Burke's account of our responses to beauty and the sublime focuses on the bodily and emotional responses to physical objects: in many ways a stark contrast with Plato's more cerebral approach that ultimately sees beauty as something lying beyond sensory perception and best appreciated by the intellect. Burke also gave aesthetics an interesting direction by giving clear expression to idea that beauty may not be the only quality in nature and art that moves us profoundly...
Burke maintained, quite plausibly that pain and pleasure aren't on the same spectrum. A reduction of pain does not automatically lead to an increase in pleasure (though, in his terminology, reduction of pain results in delight).
Pain is effective in our self-preservation; pleasure makes social interaction possible.
Pain has the power to move us more profoundly than pleasure. To back up this claim he points out that few would agree to a life of exquisite pleasures if they knew that this would end with brutal torture.
Burke described beauty as 'for the greater part, some quality in bodies, acting mechanically upon the human mind by the intervention of the senses' (p.119 of Cahn and Meskin eds). Beauty is a quality that tends to produce pleasure.

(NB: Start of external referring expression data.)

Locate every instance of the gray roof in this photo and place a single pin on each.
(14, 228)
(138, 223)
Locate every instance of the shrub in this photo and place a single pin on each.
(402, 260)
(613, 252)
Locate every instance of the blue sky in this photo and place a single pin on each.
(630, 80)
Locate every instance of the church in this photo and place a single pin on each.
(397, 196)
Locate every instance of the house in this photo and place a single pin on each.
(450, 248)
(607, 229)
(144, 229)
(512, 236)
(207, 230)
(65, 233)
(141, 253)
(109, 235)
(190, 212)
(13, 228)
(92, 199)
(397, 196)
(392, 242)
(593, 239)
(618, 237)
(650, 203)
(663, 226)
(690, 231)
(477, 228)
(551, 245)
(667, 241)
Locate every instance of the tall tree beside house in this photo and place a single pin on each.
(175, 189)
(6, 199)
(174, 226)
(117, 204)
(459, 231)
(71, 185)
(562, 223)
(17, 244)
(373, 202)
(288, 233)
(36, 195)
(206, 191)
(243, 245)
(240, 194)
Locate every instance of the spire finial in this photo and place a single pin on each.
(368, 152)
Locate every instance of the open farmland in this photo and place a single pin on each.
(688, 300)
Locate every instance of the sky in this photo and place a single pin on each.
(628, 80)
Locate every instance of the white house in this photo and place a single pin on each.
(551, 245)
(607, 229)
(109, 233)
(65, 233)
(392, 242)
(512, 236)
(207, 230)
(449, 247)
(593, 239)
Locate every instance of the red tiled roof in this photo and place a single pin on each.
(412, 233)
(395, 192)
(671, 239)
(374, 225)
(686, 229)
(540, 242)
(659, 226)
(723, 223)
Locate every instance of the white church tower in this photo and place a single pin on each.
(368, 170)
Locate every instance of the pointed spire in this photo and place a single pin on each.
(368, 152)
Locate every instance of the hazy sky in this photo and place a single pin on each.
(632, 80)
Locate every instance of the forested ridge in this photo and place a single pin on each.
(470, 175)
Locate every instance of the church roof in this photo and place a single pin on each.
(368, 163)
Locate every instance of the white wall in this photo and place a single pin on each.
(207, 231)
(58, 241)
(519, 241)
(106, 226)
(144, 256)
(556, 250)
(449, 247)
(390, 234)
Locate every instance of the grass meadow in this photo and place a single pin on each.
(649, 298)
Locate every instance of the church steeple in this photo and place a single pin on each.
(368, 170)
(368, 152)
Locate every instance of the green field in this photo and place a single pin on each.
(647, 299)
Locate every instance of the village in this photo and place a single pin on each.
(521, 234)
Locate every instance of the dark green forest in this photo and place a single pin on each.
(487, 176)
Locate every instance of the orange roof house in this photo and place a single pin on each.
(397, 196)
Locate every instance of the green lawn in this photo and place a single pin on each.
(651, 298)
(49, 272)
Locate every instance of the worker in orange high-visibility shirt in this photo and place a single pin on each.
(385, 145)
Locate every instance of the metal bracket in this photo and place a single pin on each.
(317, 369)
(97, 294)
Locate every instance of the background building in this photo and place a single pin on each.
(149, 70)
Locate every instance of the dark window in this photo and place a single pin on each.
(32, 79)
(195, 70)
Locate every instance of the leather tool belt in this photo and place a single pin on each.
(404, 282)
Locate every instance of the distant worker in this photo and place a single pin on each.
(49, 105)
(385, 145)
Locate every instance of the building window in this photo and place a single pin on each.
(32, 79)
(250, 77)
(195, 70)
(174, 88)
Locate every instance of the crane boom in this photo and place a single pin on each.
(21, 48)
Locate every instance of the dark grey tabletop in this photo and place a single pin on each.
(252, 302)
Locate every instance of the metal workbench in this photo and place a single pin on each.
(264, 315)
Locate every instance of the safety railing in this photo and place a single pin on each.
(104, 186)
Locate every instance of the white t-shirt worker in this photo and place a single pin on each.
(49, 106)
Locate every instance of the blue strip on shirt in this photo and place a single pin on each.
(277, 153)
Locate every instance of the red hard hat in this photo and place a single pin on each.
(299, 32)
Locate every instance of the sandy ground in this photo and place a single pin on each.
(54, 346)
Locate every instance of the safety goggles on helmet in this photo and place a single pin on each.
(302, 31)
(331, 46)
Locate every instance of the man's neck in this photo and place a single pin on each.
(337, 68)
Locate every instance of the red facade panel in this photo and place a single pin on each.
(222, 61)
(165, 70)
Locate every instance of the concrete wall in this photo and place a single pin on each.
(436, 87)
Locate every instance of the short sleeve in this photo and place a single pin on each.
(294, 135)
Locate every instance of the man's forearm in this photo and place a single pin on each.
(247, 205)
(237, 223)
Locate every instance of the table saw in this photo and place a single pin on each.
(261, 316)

The sublime in contrast is always in some way linked with terror. Not complete terror, but rather with the potential for danger. Causes which under different circumstances might endanger us evoke the emotions of the sublime.
The key passage in which Burke contrasts the beautiful and the sublime is this (see p.120 of Cahn and Meskin eds.), from Section XXVll of the Enquiry [NB he uses 'the great' as a synonym for 'sublime' here at several points]:
Burke believed that the reason we frequently take delight in intrinsically painful situations - an apparent paradox [related to the Paradox of Tragedy - listen to a podcast on Paradox of Tragedy] is that this is nature's way of toning up our nervous systems. While this last point isn't particularly persuasive, his general account of the contrast between beauty and the sublime has been extremely influential.
In the Tate Modern gallery we looked at all the works in Room 6 Poetry and Dream: Joseph Beuys' huge work 'Lightning With Stag in Its Glare' and two paintings by Anselm Kiefer: 'Lilith' and 'Let a Thousand Flowers Bloom'. All had qualities of scale, roughness, terror, gloomy colouring and so on that make the notion of the sublime relevant to their appreciation. Mark Rothko's 'Seagram Murals', the focus of a previous week's class also displayed some of these qualities, and there may have been a direct connection here since Rothko had certainly read and admired Burke's book.